The Aṣṭākṣara Mantra
Tirumantram (Tamil: திருமந்திரம்) — literally 'the sacred/divine mantra' — is the Tamil Śrī Vaiṣṇava name for the eight-syllable (aṣṭākṣara) mantra: Om Namo Nārāyaṇāya. It is the first and most fundamental of the three rahasyas, transmitted from the Lord Himself through the lineage of Nārāyaṇa → Śrī → Viśvaksena → Nāthamuni → and so on down to the present ācāryas.
Threefold Meaning
Piḷḷai Lokācārya's Mumukṣuppadi expounds the tirumantram's layers systematically. The eight syllables encode:
- Svarūpa (the soul's true nature) — 'Nama' reveals that the soul belongs to Nārāyaṇa, not to itself; it is śeṣa, not śeṣī
- Upāya (the means) — 'Nārāyaṇa' names the Lord as the refuge, the shelter, the savior
- Upeya (the goal) — 'Namo' at the start implies kainkaryam — service as the natural mode of the soul's existence
- Praṇava (Om) — affirms Brahman's nature as the one reality underlying all
Transmission
The tirumantram is traditionally received in the ear from the ācārya at the time of pañca-saṃskāra initiation. It is never to be uttered casually or publicly — its power and sanctity depend on its proper reception, understanding, and contemplation.
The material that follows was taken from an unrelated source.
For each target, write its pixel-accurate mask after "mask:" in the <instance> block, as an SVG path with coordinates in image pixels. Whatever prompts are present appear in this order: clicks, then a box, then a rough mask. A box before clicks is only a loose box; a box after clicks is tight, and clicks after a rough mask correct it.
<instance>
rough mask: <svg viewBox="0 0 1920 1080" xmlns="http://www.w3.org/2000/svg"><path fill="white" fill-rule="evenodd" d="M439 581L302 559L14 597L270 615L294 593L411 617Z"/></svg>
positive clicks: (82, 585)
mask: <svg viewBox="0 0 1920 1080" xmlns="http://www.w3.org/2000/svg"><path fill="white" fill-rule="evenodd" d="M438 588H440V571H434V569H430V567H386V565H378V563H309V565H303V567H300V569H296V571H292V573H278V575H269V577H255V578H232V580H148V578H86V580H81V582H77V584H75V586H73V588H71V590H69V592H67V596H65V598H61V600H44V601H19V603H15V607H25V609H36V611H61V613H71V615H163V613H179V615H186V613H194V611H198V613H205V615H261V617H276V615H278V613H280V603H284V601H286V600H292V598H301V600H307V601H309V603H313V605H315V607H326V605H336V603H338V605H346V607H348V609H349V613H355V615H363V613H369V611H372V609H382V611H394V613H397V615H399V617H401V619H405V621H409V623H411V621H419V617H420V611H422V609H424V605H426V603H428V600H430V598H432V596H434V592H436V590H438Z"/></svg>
The Āzhvārs meditated constantly on this mantra; Nammāzhvār's Tiruvāymozhi is sometimes described as the exhaustive expansion of the Tirumantram.
In Mumukṣuppadi
Piḷḷai Lokācārya's Mumukṣuppadi (with Maṇavāḷa Māmunigaḷ's vyākhyānam) remains the authoritative Śrī Vaiṣṇava treatise on the tirumantram's meaning, covering 273 sūtrams explaining every dimension of the mantra's significance for the prapanna.